Hence Cagle’s tour of his own spine, given reluctantly to a single journalist. And the lieutenant governor’s statement that, “unequivocally,” his upcoming surgery — which could occur the first week of May — is the only cause for his withdrawal.
“I have no reason, no reason whatsoever, to pull out of the race. Look at the facts. Here’s a guy that had raised $1.5 million. He had a 2-to-1 lead against his closest opponent,” Cagle said. “I’d hired my team. I had rented the office. Everything was full speed ahead. But the reality is there was another plan that was out of my control.”

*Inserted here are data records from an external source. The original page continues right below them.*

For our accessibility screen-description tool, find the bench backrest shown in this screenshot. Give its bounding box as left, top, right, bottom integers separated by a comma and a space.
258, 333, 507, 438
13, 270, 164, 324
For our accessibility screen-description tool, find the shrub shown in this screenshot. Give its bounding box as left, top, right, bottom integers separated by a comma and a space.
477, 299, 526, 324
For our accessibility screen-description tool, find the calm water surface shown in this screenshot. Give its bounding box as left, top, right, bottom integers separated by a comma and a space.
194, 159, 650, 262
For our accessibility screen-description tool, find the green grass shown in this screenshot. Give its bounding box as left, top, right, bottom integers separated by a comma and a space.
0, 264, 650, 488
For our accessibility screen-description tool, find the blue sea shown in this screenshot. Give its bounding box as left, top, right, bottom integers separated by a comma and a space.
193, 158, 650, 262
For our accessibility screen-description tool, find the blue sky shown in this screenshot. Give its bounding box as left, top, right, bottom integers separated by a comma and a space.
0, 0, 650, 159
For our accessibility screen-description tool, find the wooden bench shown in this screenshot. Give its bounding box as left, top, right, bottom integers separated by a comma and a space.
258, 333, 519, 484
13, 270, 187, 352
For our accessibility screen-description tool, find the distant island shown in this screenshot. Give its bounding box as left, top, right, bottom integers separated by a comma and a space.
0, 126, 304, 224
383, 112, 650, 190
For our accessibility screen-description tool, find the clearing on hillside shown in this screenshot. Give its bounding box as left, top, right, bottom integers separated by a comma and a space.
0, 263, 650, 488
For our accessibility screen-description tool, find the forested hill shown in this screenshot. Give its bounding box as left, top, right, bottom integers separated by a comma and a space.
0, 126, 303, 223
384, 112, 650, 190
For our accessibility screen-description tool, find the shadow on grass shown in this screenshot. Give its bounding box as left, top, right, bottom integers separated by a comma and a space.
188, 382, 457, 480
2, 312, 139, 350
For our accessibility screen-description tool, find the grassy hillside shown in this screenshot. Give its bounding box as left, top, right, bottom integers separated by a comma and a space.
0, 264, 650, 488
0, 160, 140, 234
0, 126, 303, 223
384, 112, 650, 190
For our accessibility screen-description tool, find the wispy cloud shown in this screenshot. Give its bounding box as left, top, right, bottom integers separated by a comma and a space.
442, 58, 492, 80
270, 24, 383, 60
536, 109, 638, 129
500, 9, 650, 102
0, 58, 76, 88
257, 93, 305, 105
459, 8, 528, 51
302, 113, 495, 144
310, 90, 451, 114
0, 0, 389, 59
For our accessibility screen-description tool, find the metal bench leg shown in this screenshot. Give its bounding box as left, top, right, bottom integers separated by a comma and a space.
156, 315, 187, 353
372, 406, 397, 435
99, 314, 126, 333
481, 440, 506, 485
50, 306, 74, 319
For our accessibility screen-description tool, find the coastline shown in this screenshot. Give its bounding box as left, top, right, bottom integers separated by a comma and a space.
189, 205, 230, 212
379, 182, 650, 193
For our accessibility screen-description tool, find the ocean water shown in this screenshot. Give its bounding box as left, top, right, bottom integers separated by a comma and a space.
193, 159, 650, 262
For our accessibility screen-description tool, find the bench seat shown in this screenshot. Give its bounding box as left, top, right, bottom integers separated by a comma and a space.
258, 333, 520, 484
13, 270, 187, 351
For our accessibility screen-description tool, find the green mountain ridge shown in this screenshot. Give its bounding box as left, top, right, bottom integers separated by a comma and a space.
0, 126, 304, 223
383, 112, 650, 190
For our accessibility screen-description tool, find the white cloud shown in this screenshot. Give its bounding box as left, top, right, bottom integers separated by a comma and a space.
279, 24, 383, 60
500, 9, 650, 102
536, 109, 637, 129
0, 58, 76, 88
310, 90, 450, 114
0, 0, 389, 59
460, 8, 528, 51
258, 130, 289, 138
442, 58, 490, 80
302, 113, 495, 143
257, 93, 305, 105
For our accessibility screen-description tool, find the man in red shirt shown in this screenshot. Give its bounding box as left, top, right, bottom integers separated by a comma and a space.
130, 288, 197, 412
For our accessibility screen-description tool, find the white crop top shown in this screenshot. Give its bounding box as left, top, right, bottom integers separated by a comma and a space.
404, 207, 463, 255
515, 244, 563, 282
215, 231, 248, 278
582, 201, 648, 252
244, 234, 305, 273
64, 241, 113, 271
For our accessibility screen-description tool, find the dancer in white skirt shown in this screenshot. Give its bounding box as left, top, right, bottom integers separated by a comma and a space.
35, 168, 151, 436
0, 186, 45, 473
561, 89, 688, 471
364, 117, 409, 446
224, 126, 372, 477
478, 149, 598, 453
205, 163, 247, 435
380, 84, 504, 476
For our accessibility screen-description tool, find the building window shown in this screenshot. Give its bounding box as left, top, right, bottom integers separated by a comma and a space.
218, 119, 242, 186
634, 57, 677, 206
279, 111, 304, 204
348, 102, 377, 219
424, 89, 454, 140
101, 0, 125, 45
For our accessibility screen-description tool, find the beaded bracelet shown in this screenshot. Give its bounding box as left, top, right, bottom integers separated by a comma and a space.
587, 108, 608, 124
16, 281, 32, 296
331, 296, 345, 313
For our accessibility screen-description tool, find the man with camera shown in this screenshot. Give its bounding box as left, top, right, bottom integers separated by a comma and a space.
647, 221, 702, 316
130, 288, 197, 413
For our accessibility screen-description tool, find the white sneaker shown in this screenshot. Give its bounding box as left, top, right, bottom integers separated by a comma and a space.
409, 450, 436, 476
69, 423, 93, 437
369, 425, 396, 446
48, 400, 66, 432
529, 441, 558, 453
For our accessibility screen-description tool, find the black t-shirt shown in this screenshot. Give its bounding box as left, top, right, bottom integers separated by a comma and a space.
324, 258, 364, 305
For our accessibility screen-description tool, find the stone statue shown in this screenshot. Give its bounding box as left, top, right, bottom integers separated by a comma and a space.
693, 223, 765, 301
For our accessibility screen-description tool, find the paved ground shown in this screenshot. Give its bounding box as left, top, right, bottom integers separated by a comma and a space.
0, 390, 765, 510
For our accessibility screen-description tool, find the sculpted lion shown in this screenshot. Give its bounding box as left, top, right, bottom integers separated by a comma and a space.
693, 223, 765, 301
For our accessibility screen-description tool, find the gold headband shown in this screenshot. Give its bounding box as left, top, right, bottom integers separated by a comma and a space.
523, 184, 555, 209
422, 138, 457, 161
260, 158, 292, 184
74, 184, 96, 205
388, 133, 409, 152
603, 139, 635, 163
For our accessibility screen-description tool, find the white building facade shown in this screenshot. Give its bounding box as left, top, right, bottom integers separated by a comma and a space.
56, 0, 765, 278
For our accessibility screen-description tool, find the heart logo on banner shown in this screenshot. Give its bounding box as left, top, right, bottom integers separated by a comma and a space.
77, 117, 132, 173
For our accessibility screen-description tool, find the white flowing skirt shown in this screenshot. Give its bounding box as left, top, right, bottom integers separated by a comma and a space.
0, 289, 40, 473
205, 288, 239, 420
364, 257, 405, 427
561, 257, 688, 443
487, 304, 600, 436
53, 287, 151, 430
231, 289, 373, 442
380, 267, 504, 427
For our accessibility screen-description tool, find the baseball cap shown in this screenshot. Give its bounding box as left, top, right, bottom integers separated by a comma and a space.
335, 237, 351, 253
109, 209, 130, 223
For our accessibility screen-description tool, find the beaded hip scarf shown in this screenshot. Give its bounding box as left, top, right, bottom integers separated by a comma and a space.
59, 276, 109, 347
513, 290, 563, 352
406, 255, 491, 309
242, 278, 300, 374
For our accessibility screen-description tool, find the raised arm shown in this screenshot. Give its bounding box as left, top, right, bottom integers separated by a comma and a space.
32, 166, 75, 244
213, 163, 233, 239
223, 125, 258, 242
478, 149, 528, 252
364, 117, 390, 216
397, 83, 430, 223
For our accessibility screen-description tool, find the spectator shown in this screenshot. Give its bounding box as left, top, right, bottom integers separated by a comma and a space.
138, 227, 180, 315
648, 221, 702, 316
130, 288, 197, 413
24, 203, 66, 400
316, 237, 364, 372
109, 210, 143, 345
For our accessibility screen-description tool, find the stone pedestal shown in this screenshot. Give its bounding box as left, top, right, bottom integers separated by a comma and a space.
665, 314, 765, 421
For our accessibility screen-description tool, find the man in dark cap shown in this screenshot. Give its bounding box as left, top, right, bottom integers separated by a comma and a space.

Cagle said the examinations that led to a diagnosis began in mid-March. He made his final decision — his moment of “surrender,” as he put it — as he walked the grounds of Augusta National with his family last weekend.
The lieutenant governor went into more detail about his degenerative spinal condition. A bone graft will probably be necessary. Recovery could take until this fall. Risks include the temporary loss of his voice and, of course, paralysis. But doing nothing, he said, is too great a risk for his family — his youngest son is only 13.
Cagle declined to release the images of his spine. Nor would he give the name of his Emory University physician. “This is a little bit of a private matter, from my perspective,” Cagle said. Come the surgery, all questions would be answered, he promised.
But if Cagle can’t run for governor, why does he think he can handle a 2010 contest for lieutenant governor?
“It’s apples and oranges,” Cagle said. The governor’s race is underway now. There is $10 million to be raised, and five-hour car rides to be endured as you crisscross the state.
A re-election campaign for lieutenant governor, assuming no primary opposition, would cost $3 million. Campaigning could wait until next March or so.
Cagle said he is confident that, in the end, his Republican competition will discover other venues for their ambitions. “It’s been a longstanding tradition in the Senate that senators back the incumbents in the Republican party, and that we do not primary one another,” said the GOP’s first lieutenant governor. “I suspect you will find the caucus asking David and Eric to not to run.”
Cagle’s own ambitions are merely deferred. “I’m still a young man,” he said. “And there will be other opportunities.”
The football analogy was probably inevitable. “There are times when you are injured, that you don’t have the ability to get back on the field immediately,” Cagle said. “You’ve got to get yourself back in shape, because this is a contact sport. If anybody doesn’t believe it, they ain’t been around enough.”